Norman government One distinctive feature of 11th- and 12th-century Normandy was the quality of its government. Its dukes presided over one of the strongest and most centralized administrative systems in continental Europe. The native Frankish nobility had been replaced by rootless adventurers, but when the Normans were surrounded by hostile natives, they learnt the habit of obedience to their duke to avoid being overwhelmed. William the Conqueror and his followers (many of whom were not Normans at all) found themselves in similar circumstances in 1066. In contrast to the Normandy of the 10th century, England had a more efficient and centralized, better-funded (through national taxation – the geld) system of government than any other country in W Europe. It also had a richer and deeper-rooted culture than that of the Normans. Perhaps the misconception that the Normans brought superior civilization to Saxon England is another victory for Norman propaganda.

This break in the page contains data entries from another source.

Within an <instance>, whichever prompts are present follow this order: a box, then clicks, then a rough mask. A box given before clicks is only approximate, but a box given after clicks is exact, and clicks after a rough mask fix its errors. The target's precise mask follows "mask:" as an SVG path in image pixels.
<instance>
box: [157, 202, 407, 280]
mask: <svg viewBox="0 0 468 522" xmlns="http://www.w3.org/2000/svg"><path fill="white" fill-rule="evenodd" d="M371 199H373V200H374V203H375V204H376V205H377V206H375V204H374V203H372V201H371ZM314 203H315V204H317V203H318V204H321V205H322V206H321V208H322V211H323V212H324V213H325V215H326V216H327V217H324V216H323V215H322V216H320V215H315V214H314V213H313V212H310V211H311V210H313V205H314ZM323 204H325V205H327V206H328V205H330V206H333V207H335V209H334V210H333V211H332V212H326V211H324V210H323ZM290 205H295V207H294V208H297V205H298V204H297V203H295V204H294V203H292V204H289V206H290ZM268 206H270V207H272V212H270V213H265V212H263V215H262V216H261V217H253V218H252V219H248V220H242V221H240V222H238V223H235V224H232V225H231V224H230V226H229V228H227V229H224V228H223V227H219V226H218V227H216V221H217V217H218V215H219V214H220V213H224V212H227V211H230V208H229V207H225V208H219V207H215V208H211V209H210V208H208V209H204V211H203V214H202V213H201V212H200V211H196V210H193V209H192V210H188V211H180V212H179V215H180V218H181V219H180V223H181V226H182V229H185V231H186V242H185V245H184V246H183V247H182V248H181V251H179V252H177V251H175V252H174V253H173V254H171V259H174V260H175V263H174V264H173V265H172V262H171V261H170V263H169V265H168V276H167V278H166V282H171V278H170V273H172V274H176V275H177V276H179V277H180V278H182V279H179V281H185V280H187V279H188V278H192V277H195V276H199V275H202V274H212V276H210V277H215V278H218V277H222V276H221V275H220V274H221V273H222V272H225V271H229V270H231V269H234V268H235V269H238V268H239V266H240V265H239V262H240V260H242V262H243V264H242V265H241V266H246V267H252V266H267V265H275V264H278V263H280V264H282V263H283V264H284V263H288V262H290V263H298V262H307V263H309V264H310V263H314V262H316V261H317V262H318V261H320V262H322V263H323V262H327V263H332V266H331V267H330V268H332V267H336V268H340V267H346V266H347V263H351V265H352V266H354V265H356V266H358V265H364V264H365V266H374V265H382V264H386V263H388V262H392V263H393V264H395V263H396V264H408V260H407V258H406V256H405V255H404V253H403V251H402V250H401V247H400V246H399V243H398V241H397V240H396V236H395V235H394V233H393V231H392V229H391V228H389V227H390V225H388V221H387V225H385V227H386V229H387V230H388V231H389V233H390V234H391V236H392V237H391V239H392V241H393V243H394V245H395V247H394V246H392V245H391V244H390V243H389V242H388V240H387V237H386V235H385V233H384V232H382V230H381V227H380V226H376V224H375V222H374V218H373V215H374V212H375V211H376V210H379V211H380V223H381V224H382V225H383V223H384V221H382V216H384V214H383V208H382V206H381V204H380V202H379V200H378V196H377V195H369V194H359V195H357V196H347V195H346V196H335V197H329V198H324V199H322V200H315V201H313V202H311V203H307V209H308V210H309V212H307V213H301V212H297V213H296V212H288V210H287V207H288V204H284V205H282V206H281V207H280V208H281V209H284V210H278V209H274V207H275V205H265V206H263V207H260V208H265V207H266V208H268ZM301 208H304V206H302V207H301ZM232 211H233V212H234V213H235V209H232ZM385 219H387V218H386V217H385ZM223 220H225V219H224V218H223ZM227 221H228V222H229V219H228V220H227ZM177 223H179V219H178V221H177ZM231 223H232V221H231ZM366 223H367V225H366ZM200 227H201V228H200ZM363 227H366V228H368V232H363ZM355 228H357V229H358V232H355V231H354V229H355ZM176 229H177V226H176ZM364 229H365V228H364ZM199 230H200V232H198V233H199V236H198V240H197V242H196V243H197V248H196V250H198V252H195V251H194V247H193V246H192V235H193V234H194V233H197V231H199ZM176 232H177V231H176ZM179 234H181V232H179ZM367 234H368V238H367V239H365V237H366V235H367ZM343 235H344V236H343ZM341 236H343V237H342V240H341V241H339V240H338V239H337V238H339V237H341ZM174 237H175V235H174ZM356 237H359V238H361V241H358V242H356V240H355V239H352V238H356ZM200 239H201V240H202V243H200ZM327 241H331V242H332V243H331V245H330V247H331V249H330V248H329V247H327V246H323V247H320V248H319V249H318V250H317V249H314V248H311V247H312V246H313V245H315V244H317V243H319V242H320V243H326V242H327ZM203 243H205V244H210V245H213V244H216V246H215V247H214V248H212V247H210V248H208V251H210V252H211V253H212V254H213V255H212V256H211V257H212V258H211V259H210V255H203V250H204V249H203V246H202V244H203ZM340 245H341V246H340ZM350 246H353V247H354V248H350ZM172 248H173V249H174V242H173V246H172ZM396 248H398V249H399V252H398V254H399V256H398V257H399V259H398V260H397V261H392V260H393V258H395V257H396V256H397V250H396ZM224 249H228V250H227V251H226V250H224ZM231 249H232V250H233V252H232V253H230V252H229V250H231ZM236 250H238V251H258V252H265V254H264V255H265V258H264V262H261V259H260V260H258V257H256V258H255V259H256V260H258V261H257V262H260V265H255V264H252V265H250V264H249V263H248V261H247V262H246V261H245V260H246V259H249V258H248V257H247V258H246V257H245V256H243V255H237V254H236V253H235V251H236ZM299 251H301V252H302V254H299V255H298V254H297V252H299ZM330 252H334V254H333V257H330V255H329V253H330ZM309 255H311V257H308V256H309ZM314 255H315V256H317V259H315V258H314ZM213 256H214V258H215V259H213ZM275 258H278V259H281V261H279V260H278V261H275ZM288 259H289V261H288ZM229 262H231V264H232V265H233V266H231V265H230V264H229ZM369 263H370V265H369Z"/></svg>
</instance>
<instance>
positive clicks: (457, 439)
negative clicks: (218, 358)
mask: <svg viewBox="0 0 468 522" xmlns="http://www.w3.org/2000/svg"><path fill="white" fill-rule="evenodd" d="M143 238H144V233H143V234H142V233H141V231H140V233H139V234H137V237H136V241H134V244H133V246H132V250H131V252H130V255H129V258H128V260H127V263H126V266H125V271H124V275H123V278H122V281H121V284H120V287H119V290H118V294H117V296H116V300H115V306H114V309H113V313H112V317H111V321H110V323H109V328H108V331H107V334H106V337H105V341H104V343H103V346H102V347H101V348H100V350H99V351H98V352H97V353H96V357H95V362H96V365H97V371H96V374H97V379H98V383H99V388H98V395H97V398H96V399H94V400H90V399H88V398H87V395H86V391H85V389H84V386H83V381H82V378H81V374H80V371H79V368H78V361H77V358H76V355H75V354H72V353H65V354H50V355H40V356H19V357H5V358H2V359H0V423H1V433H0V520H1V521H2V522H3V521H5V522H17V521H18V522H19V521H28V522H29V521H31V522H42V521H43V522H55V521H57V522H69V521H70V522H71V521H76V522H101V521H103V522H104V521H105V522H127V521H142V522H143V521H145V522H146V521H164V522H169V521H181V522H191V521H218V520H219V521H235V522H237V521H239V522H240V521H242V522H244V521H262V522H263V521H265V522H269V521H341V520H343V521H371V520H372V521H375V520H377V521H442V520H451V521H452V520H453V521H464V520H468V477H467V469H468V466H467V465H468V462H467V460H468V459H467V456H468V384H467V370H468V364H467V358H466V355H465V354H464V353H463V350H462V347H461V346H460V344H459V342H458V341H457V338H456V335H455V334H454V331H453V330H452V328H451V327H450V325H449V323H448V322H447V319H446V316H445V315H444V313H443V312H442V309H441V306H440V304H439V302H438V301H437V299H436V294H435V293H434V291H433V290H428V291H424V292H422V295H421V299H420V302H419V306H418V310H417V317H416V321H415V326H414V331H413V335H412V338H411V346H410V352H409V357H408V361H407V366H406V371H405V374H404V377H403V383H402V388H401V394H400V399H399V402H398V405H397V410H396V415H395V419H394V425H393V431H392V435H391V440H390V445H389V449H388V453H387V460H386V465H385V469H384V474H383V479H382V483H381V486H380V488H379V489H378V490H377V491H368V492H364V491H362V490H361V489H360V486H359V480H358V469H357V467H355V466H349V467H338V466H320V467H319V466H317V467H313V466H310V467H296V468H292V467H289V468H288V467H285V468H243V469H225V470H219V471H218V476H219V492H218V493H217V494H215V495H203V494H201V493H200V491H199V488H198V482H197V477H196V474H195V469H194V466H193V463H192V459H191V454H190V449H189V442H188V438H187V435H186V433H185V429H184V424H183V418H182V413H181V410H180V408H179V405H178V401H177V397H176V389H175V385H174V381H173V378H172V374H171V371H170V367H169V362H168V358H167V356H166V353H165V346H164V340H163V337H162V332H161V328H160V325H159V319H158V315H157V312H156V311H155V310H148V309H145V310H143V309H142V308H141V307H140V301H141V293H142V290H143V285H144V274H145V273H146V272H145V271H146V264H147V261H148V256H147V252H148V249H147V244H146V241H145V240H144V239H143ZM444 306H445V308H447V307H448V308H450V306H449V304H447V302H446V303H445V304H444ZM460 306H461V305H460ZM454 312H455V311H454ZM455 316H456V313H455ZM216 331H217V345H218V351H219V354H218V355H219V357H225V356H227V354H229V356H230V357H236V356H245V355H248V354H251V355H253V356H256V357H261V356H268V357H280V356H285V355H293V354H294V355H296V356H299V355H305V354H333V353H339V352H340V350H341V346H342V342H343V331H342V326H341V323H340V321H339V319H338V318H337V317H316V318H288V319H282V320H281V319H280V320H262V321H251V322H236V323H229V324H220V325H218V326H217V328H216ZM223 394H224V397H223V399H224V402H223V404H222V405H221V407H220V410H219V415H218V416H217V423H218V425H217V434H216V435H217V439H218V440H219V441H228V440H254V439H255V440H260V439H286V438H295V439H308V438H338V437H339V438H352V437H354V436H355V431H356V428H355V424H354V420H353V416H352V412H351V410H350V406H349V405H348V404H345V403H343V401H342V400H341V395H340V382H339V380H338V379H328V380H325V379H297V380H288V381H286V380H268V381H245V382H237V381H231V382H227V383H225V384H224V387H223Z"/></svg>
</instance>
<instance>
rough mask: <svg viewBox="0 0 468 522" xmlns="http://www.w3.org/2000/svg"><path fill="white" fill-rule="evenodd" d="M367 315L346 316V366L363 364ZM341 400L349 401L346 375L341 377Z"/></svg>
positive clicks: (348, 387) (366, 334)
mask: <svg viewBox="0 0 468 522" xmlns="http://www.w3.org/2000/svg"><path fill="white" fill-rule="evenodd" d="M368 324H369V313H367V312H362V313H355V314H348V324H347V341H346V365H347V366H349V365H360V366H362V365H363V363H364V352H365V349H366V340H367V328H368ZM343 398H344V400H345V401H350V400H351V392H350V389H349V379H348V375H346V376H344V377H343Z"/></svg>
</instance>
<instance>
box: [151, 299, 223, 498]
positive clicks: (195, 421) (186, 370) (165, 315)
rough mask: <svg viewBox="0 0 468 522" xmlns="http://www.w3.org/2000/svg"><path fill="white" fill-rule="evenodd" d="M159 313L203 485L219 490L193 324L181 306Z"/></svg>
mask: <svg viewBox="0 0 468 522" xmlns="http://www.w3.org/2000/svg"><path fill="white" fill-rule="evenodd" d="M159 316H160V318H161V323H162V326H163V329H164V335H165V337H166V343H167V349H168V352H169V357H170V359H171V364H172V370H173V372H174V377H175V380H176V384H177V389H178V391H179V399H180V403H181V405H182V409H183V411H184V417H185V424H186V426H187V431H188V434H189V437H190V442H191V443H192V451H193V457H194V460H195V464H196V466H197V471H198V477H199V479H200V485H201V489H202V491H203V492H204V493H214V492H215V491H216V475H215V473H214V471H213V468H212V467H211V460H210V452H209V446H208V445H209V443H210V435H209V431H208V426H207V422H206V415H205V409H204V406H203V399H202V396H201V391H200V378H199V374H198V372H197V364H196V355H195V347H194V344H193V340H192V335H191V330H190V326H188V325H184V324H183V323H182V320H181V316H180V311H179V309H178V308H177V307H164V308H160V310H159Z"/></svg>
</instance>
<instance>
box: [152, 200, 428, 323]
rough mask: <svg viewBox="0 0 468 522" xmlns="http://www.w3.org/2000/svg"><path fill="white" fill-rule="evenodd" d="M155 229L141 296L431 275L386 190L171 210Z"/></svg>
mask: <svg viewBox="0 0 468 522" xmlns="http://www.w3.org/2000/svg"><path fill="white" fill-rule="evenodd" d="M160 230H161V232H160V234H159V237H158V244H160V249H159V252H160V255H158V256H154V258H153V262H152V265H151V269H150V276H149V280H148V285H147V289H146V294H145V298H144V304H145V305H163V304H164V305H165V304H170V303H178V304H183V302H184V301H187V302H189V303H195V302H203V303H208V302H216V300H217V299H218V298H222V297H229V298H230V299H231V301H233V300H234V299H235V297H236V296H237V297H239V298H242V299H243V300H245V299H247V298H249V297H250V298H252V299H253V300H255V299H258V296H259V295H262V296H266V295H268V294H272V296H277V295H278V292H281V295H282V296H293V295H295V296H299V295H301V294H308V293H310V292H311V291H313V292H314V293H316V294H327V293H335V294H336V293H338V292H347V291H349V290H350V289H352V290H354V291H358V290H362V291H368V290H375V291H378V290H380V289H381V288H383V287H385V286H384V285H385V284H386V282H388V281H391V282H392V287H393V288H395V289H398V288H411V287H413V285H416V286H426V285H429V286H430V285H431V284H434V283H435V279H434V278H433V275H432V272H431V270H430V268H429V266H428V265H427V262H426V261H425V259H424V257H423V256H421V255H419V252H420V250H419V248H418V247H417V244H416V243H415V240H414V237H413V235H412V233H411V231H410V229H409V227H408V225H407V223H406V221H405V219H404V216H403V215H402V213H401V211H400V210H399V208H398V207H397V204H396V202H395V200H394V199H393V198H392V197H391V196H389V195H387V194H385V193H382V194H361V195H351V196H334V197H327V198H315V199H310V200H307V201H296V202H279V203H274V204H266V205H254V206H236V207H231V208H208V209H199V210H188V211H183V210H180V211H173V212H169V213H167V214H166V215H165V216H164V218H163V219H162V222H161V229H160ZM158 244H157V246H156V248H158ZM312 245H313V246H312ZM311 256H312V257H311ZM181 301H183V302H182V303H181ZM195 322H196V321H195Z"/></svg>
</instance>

Historical debate about the Normans The debate over the extent to which the Normans introduced, rather than adapted, existing features of Saxon England began in the last quarter of the 19th century, when the historian J H Round argued that there had been a ‘Norman revolution’ which marked a decisive break from ‘backward’ Saxon culture and dragged the English into the High Middle Ages. This was set against Edward Freeman's gradualist, evolutionary model stressing the elements of continuity after 1066. The argument centres around feudalism and the extent to which this is purely a Norman introduction.
Conclusion Since the 1950s the general historical consensus has shifted towards the evolutionary view of change in 11th-century England. While not denying the Normans' significant impact, many now see them as a catalyst for changes already in hand. Perhaps the debate tells us as much about historians' perceptions as it does about medieval history.